In his time as a Bulldog, Jong was part of two VFL premierships with Footscray – in 2014 and 2016. He was awarded the Norm Goss Medal as best on ground in the 2016 decider.
He made his AFL debut in round 20, 2012 and played a career-high 16 games in 2016.
Jong’s impact as a Bulldog and in the AFL industry extends beyond his time on the playing field. He has been involved for a number of years as a mentor with Western Bulldogs Community Foundation programs, as an AFL Multicultural Ambassador and a Movember Ambassador.
Bulldogs head of football, Chris Grant, thanked Jong for his contribution over the past 10 years.
“Lin has made a significant contribution as a Western Bulldogs player. Over the past decade, he has become a much-loved, highly respected member of our playing group and he will leave a lasting legacy here,” Grant said.

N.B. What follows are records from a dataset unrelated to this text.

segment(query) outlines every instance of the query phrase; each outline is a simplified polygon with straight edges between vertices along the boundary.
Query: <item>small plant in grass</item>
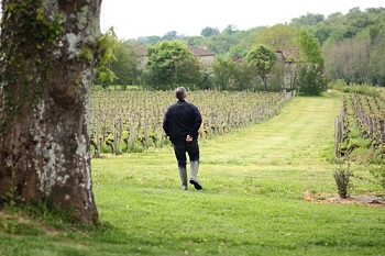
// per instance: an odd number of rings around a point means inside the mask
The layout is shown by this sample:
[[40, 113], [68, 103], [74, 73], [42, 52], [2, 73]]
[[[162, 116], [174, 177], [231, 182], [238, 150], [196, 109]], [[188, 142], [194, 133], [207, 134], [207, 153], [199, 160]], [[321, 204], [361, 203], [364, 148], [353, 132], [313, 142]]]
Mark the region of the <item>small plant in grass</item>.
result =
[[340, 198], [348, 198], [348, 188], [352, 187], [350, 178], [353, 176], [353, 172], [349, 167], [348, 165], [348, 168], [339, 168], [333, 174]]
[[370, 172], [376, 179], [376, 183], [385, 191], [385, 163], [383, 162], [376, 169], [371, 169]]

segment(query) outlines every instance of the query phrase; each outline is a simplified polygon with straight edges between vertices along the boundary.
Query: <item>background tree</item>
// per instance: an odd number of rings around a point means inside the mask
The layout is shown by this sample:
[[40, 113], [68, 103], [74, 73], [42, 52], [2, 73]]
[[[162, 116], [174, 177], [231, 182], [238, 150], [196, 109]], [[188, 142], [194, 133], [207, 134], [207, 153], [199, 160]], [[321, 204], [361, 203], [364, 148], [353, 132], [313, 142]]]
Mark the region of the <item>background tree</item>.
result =
[[209, 36], [218, 35], [218, 34], [219, 34], [219, 30], [218, 29], [212, 29], [210, 26], [206, 26], [200, 32], [200, 35], [204, 36], [204, 37], [209, 37]]
[[128, 85], [136, 85], [140, 70], [138, 70], [138, 55], [129, 43], [119, 42], [114, 51], [116, 58], [111, 60], [110, 69], [116, 79], [114, 85], [120, 85], [123, 89]]
[[[89, 119], [100, 0], [3, 0], [0, 198], [98, 222]], [[7, 19], [4, 19], [7, 18]]]
[[298, 49], [296, 42], [298, 30], [295, 26], [277, 24], [263, 29], [256, 36], [256, 44], [264, 44], [274, 51]]
[[299, 68], [296, 85], [300, 93], [318, 96], [326, 89], [324, 59], [318, 40], [307, 30], [302, 30], [298, 37], [300, 45]]
[[176, 85], [190, 85], [200, 79], [199, 64], [189, 48], [179, 41], [160, 42], [147, 49], [145, 70], [147, 86], [168, 90]]
[[267, 91], [267, 75], [277, 60], [276, 53], [268, 46], [255, 45], [246, 56], [249, 65], [255, 68], [257, 76], [261, 77], [264, 89]]
[[218, 90], [227, 90], [234, 79], [235, 63], [232, 59], [218, 57], [212, 64], [215, 85]]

“His football journey has been unique – and his pathway to becoming an AFL player was quite extraordinary in itself.
“As a player, Lin has been as tough and courageous as they come. He has unfortunately had more than his fair share of battles with injury over the journey, but he will leave the game having done everything he could on and off the field to get the very best out of himself.
“Lin will always be welcome at our club and we’re looking forward to seeing what the future has in store for him.”